Место встречи изменить нельзя. Эра милосердия. Ощупью в полдень | Страница: 91

  • Georgia
  • Verdana
  • Tahoma
  • Symbol
  • Arial
16
px

– Я еще одно правило слышал – можно делать любые подлости, подставляя человеку стул. Но мягкий… К остальным его присоедини, подойдет, ты слышишь, Жеглов?!

Но он даже не обернулся, до меня донесся лишь скрип его сапог и песня: «Первым делом, первым делом самолеты…»

Я посидел немного без всякого дела – просто чтобы успокоиться. Часы показывали пять. Хотя в голове плавал какой-то туман, спать уже не хотелось, да к тому же саднили порезы от витрины «Савоя», особенно на лбу. Вдруг я вспомнил, что сейчас должны привести Груздева, а Желтовская сидит в коридоре. Я торопливо выглянул из двери и позвал ее к себе в кабинет: мне вовсе не хотелось, чтобы она видела, как конвой поведет – руки назад – ее мужа.

Она вошла, отупевшая от переживаний, от бессонной ночи, по-прежнему не зная, что ее ждет: ведь Фокс до сих пор оставался в ее глазах поселковым водопроводчиком.

– Разрешите? – И конвоир заглянул в кабинет.

Я кивнул, и он ввел Груздева, всклокоченного, в измятой одежде, в которой он спал на нарах, – постели тогда не полагалось. Даже сквозь недельную щетину было видно, что лицо его отечно, бледно характерной землистой серостью заключенного, веки припухли, почти закрывали красные измученные глаза. Груздев взглянул на меня, и тут же его взгляд метнулся к женщине – в ней был главный интерес арестованного: кого привели к нему на допрос, что ждет его?!

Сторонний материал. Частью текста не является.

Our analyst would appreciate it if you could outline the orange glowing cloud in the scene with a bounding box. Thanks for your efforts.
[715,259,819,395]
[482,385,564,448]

И в тот же миг он узнал Желтовскую и бросился к ней. Она поднялась Груздеву навстречу, но он остановился на полпути, с мольбой посмотрел на меня – уже сказалась привычка жить не по своей воле. Я кивнул ему, а конвоиру знаком показал: «Свободен!» – и он ушел. Груздев обнял Желтовскую, на какое-то мгновение они замерли, потом послышались всхлипывания и голос Груздева:

– Не надо, Галочка, нельзя… не надо.

Я не смотрел в их сторону, только чувствовал, как жарко полыхало у меня лицо от невыразимого стыда за то, что я принес этим людям столько горя. Я сидел, отвернувшись к окну, и, может, впервые в жизни думал о том, что власть над людьми – очень сильная и острая штука, и может быть, именно тогда поклялся на всю жизнь помнить, какую цену ты или другие люди должны заплатить за сладкие мгновения обладания ею…

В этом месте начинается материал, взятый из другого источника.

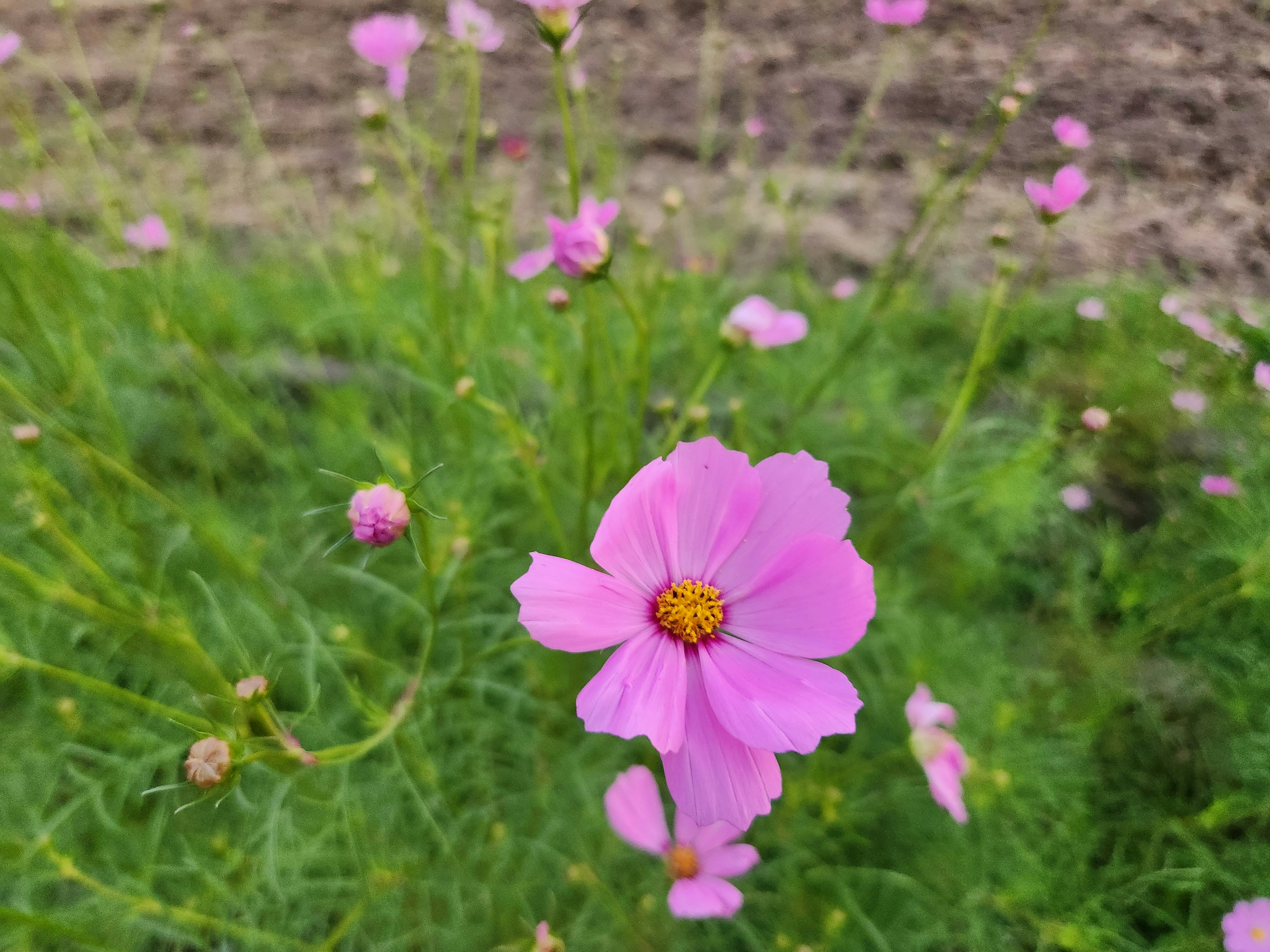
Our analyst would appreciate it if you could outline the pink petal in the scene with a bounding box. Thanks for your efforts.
[665,873,745,919]
[605,764,671,854]
[591,459,683,598]
[578,624,688,753]
[667,437,763,581]
[700,636,861,754]
[716,452,851,591]
[662,653,781,830]
[512,552,653,651]
[724,533,876,657]
[507,246,554,281]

Груздев кашлянул, и я повернулся к ним. Они стояли уже врозь и смотрели на меня с бесконечным ожиданием и надеждой. Кивнув на тощий узелок, брошенный у двери, Груздев медленно спросил:

– Меня… что… в Бутырку… или… – Голос его предательски дрогнул, он закашлялся, замолчал, только глаза впились в меня с мучительным вопросом.

Мне захотелось встать, торжественно объявить ему постановление об освобождении, но тут же устыдился этого желания – я ведь не награждал его свободой, она была его правом, его собственностью, которую мы походя, силой обстоятельств, силой своей власти, отобрали, и гордиться было вовсе нечем. По-прежнему сидя, я просто сказал ему:

– Илья Сергеич, дорогой, я очень рад за вас – мы поймали Фокса, настоящего убийцу… Вы свободны…

Груздев секунду стоял неподвижно, будто не веря своим ушам, он даже закачался с закрытыми глазами, и я испугался, как бы он не упал, но он издал вдруг какой-то совершенно невнятный торжествующий крик, бросился ко мне и стал обнимать, прижимать к себе, и может быть, потому, что был я совсем неопытный сыщик, но я тоже от души обнимал его, пока мы оба не застеснялись этого порыва, и он чуть отодвинулся от меня и проговорил:

– Это вы все, Шарапов, голубчик вы мой, милый вы мой… Я в вас сразу поверил… Я вам все время верил… Спасибо вам сердечное, всю жизнь вас помнить буду… – И еще что-то в этом роде несвязно, со слезами бормотал Груздев, и я уже почти не слушал его, я думал о том, что Глеб Жеглов снова оказался прав, когда говорил, что Груздев будет нам руки целовать за свое освобождение, но меня не радовало это прекрасное жегловское знание человеческой сути, самого ее нутра, потому что человек подчас не волен в своих чувствах и поступках, и в неожиданной радости, и в горе – все равно. А сейчас речь шла не только о Груздеве, но и о человеке по имени Жеглов, и о человеке по имени Шарапов, и о всех тех, кто имеет право сажать людей в тюрьму, и о тех, других, кому выпадает горькая беда попасть в наше заведение, и о том, какие отношения, какие чувства это все между теми и другими вызывает. Но ничего этого я Груздеву, конечно, говорить не стал, у меня был свой долг, и я был обязан его отдать.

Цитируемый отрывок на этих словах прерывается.